Jueces 5:31

Lo que el Antiguo Testamento nos enseña especialmente es esto, que el celo es un deber de todas las criaturas racionales de Dios tan esencialmente como la oración y la alabanza, la fe y la sumisión; y seguramente, si es así, especialmente de los pecadores a quienes ha redimido. Ese celo consiste en una estricta atención a sus mandamientos, una intensa sed por el avance de su gloria, un descuido de la deshonra o el reproche o la persecución, un olvido del amigo y familiar, es más, el odio (por así decirlo) de todo lo que es naturalmente querido para nosotros, cuando dice: "Sígueme.

"Un cierto fuego de celo, que no se manifiesta por la fuerza y ​​la sangre, sino tan real y ciertamente como si lo hiciera, es un deber de los cristianos en medio de toda esa excelente caridad desbordante que es la más alta gracia evangélica, y el cumplimiento de la la segunda tabla de la Ley.

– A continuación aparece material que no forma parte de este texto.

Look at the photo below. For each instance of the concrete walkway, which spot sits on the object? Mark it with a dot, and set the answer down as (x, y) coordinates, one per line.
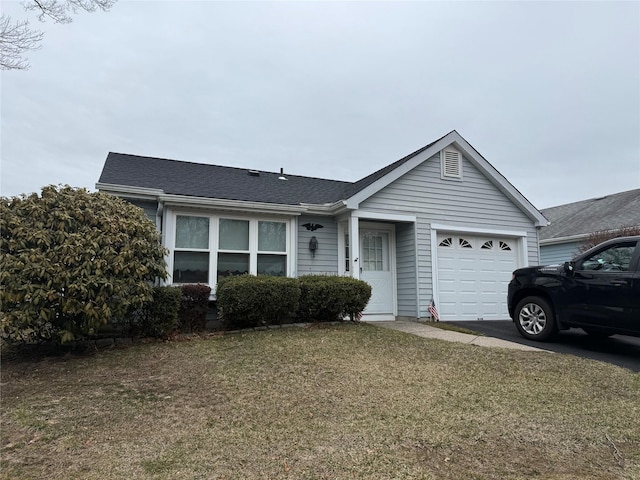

I. Por supuesto que es absolutamente pecaminoso tener enemigos privados. Cuando David habla de odiar a los enemigos de Dios, fue en circunstancias en las que mantener amigos con ellos habría sido una deserción de la verdad. Odiamos a los pecadores poniéndolos fuera de nuestra vista como si no lo fueran, aniquilándolos en nuestro afecto. Pero en ningún caso debemos permitirnos el resentimiento o la malicia.

II. Es muy compatible con el celo más ferviente ofrecer buenos oficios a los enemigos de Dios cuando están en peligro. Dios "hace salir su sol sobre malos y buenos, y que llueve sobre justos e injustos".

III. El cristiano se mantiene alejado de los pecadores para hacerles el bien. Lo hace en la caridad más verdadera y más amplia.

Un verdadero amigo es aquel que habla, y cuando un hombre peca, le muestra que está disgustado por el pecado. El salmista habla con este espíritu cuando después de orar a Dios para que persiga a los impíos con su tempestad, agrega "llena sus rostros de vergüenza, para que busquen tu nombre, oh Señor".

JH Newman, Parochial and Plain Sermons, vol. iii., pág. 173.

Referencia: Jueces 5:31 . J. Van Oosterzee, Año de salvación, vol. ii., pág. 411.